App statistic recording strategies
Hi gang,
I'm building an app that does 'stuff'. Things in the app can be on or off. I need to create historical graphs of the totals of 'on' things over time. Simple enough. The app is built with Laravel (PHP/MySQL).
My strategy at the moment is to have a daily runner script that selects the count of rows in the tables I'm interested in where status=1 (1 being 'on'). That yields an integer which I dump in a stats table along with the current date. That stats table is then harvested for relevant data the results being passed to the graphing system (Apex) in the main app and a simple datetime graph is produced. All that works.
My issue is that the graph has a potential 24 hour latency before it's updated with correct figures. 24 hours could elapse with the graph being potentially incorrect. How is this dealt with in 'real' apps'?
As I see it, I could:
1/ Put a disclaimer on the graph saying they're updated daily at midnight. Provide the accurate number on-demand in a small panel keeping the historicals separate.
2/ Increase the frequency of the runner. This would increase the granularity of the graph but greatly increase the rows in (and load on) the database (the example I gave above is a simplified example of what I'm actually doing - there's potentially hundreds of these counters). As time rolls on, the volumes of data being lobbed about will increase exponentially.
3/ Implement some sort of RRD wizardry. Still potentially heavy on the recording side also granularity is lost over time.
4/ Something else I'm not aware of or thinking of?
5/ I've just had a thought - A bunch of the systems I use at work all have up-to-the-minute accurate graphs of the stuff they're report on. How do they do that? Do they do what I'm doing already but tack on a quick point-in-time count before the graph is displayed? That might be the way..

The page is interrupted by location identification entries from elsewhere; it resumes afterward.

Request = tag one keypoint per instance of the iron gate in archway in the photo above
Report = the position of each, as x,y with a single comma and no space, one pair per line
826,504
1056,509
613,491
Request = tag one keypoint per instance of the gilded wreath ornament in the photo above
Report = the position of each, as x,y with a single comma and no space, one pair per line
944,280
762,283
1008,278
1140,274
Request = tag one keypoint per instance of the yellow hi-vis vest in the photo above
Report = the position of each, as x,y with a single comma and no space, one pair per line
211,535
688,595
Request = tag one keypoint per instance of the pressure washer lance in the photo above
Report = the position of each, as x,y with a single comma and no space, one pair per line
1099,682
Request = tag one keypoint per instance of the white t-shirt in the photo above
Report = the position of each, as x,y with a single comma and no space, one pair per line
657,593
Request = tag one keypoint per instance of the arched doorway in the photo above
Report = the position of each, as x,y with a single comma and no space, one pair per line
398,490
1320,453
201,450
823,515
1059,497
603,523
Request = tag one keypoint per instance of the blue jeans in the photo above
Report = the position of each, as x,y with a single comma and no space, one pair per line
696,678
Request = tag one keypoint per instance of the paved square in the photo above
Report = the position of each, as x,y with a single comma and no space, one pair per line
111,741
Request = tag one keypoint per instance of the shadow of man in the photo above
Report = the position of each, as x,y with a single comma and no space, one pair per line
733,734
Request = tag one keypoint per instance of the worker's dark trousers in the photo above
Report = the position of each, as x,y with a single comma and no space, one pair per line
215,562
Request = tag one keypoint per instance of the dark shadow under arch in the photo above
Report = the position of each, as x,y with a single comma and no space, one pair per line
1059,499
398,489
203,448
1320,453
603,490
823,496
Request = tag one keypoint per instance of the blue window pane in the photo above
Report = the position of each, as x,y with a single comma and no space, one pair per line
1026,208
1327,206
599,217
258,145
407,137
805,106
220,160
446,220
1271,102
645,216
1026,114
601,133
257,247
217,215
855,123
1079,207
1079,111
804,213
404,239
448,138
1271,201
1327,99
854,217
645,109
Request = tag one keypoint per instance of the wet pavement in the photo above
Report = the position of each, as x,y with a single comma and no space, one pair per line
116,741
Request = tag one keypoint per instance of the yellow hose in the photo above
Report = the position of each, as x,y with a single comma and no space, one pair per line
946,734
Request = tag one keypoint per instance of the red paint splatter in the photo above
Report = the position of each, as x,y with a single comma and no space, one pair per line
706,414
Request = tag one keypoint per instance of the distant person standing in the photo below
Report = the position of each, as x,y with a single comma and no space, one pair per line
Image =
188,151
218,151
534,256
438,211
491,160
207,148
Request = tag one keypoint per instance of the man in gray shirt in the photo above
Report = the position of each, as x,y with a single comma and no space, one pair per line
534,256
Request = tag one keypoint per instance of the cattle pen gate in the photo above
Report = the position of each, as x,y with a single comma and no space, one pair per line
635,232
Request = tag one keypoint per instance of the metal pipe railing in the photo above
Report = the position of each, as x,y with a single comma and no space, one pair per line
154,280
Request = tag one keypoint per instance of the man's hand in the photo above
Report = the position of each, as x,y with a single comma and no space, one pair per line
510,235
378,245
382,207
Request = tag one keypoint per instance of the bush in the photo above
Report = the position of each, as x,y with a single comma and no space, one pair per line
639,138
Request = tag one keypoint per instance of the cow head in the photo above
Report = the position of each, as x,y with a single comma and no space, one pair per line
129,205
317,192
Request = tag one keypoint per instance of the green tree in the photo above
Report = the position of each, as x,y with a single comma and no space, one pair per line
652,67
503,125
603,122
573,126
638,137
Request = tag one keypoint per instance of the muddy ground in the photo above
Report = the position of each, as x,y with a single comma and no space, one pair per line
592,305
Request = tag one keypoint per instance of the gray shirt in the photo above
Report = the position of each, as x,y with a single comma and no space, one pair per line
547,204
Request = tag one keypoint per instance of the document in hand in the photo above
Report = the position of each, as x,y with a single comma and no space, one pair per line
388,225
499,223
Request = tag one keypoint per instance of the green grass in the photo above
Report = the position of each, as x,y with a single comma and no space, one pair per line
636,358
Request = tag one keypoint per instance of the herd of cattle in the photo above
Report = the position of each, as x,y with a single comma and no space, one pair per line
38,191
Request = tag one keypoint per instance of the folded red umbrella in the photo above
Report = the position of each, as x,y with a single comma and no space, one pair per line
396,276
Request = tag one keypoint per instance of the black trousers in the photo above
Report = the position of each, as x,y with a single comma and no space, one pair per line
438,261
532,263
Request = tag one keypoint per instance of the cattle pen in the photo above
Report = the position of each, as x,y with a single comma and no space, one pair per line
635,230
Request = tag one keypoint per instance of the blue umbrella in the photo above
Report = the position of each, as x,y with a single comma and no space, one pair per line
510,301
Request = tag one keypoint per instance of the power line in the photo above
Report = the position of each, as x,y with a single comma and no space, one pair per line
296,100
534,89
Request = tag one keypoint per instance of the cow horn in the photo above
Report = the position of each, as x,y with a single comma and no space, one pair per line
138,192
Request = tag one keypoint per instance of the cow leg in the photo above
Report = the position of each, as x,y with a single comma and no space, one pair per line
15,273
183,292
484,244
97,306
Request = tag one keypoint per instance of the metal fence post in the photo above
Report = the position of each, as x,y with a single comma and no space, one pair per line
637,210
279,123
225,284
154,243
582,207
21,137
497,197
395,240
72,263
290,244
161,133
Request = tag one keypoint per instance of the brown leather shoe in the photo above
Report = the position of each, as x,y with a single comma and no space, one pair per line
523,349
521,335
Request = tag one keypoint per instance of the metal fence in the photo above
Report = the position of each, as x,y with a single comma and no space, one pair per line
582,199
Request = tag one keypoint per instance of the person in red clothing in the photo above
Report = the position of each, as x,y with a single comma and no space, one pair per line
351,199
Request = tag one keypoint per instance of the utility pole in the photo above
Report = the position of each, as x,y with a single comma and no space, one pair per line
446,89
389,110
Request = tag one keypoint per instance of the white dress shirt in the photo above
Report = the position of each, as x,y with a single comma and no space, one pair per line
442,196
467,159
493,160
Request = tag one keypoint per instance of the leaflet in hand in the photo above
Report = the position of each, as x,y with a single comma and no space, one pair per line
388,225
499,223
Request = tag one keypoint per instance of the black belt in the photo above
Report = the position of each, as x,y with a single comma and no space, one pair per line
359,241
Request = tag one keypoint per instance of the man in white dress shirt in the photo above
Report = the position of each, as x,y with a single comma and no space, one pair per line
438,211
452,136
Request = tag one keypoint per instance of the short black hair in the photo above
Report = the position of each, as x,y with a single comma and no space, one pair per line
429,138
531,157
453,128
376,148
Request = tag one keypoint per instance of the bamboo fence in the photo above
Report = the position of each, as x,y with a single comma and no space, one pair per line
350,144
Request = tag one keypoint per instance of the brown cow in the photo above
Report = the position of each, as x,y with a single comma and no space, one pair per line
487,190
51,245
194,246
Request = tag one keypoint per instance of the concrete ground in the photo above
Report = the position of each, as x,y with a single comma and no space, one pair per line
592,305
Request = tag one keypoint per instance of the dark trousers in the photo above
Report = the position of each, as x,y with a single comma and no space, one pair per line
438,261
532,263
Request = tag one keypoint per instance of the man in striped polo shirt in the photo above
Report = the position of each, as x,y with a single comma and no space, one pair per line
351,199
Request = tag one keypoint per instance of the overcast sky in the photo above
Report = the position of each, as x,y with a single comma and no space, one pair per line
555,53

Well, I'll post this anyway - always keen to learn!
cheers!
e
13 Replies
I think that the answer is "it depends", as it usually is. What are your needs? Can you live with that potential 24 hour latency? If yes, then there's nothing to be done. What is the maximum latency that you're comfortable having to deal with? If you need something as close to real-time as possible, then you could consider some sort of database or caching system like Redis, which runs in-memory and is fast to read/write. In Laravel, you can trigger events after an operation has taken place in the database, that would be the ideal place to update the Redis layer.
https://laravel.com/docs/10.x/eloquent#events
thanks - needs are just to store stats like I say so I can produce a graph. I'll look into the Redis thing. Ideally, I'd like to keep it all within the Laravel/mysql realm though. Don't want to introduce extra components if I can avoid it.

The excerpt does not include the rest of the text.